Um exemplo do comportamento dos órgãos do Judiciário é o TJ de Goiás, que restabeleceu o pagamento do penduricalho em janeiro deste ano. Como mostrou o Estadão, a autorização do pagamento foi feita por meio de um procedimento sigiloso. Antes mesmo da volta do ATS, uma série de benefícios pagos pela Corte fez com que 58 juízes recebessem mais de R$ 1 milhão em salários em 2023, conforme levantamento da Transparência Brasil.
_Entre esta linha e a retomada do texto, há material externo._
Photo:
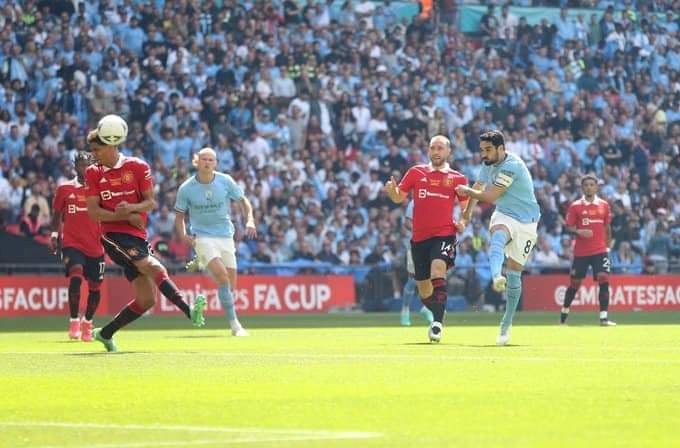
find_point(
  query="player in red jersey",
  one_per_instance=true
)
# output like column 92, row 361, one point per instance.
column 120, row 194
column 433, row 243
column 81, row 249
column 588, row 219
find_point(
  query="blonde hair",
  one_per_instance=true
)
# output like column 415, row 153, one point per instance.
column 442, row 139
column 206, row 150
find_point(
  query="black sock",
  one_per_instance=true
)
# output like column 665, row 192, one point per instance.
column 604, row 296
column 128, row 314
column 92, row 303
column 74, row 296
column 170, row 291
column 568, row 298
column 438, row 299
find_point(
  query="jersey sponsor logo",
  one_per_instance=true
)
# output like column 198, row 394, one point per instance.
column 503, row 180
column 422, row 194
column 108, row 194
column 588, row 221
column 72, row 209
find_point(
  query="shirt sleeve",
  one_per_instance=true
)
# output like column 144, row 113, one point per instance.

A instituição figura entre as que pagam os maiores salários do País aos seus membros.
A conselheira da ong República.Org, Vera Monteiro, explica que “o fundamento (técnico-jurídico) para que o Judiciário aprove remuneração extra aos magistrados baseada exclusivamente na passagem do tempo, sem considerar desempenho e o teto (remuneratório do funcionalismo público), está na sua autonomia administrativa e financeira”.
A independência dos órgãos do Poder Judiciário permite que cada tribunal defina como aplicar os recursos dos seus respectivos orçamentos. Esse modelo permite que valores discricionários, que poderiam ser utilizados em investimentos, por exemplo, sejam realocados na concessão de verbas indenizatórias adicionais aos salários dos juízes e desembargadores.
Outro caminho adotado por alguns tribunais é emitir portarias espelhando as decisões do CJF e CNJ que autorizaram o pagamento dos benefícios.
O Estadão revelou que os pagamentos de valores milionários a título de ATS e saldos retroativos do penduricalho nos TJs de São Paulo e Paraná têm sido comunicados por mensagens informais de WhatsApp. Na Corte paranaense, a tônica da eleição para presidente foi marcada por promessas de quem garantiria o maior número de vantagens e asseguraria os depósitos dos valores retroativos do benefício.
Somente em outubro deste ano, o chefe do Poder Judiciário do Paraná autorizou o pagamento de R$ 27,4 milhões aos juízes e desembargadores a título de ATS e Gratificação por Acúmulo de Função (GAF), benefícios estes que são regulamentados por atos do próprio TJPR. O presidente do TJPR, Luiz Fernando Tomasi Keppen, argumenta que os valores foram distribuídos a 12 mil pessoas e são relativos a salários e passivos trabalhistas.
Na discussão em curso sobre o tema no Senado, os principais argumentos contra a volta do Quinquênio estão relacionados ao privilégio setorial e ao impacto financeiro que a medida geraria. Caso passe pelo crivo do Congresso Nacional, a proposta vai gerar um impacto anual de R$ 40 bilhões, de acordo com estimativas do governo federal.
Já as associações e grupos organizados do Poder Judiciário argumentam que o benefício é necessário para compensar defasagens salariais e reter talentos no funcionalismo público.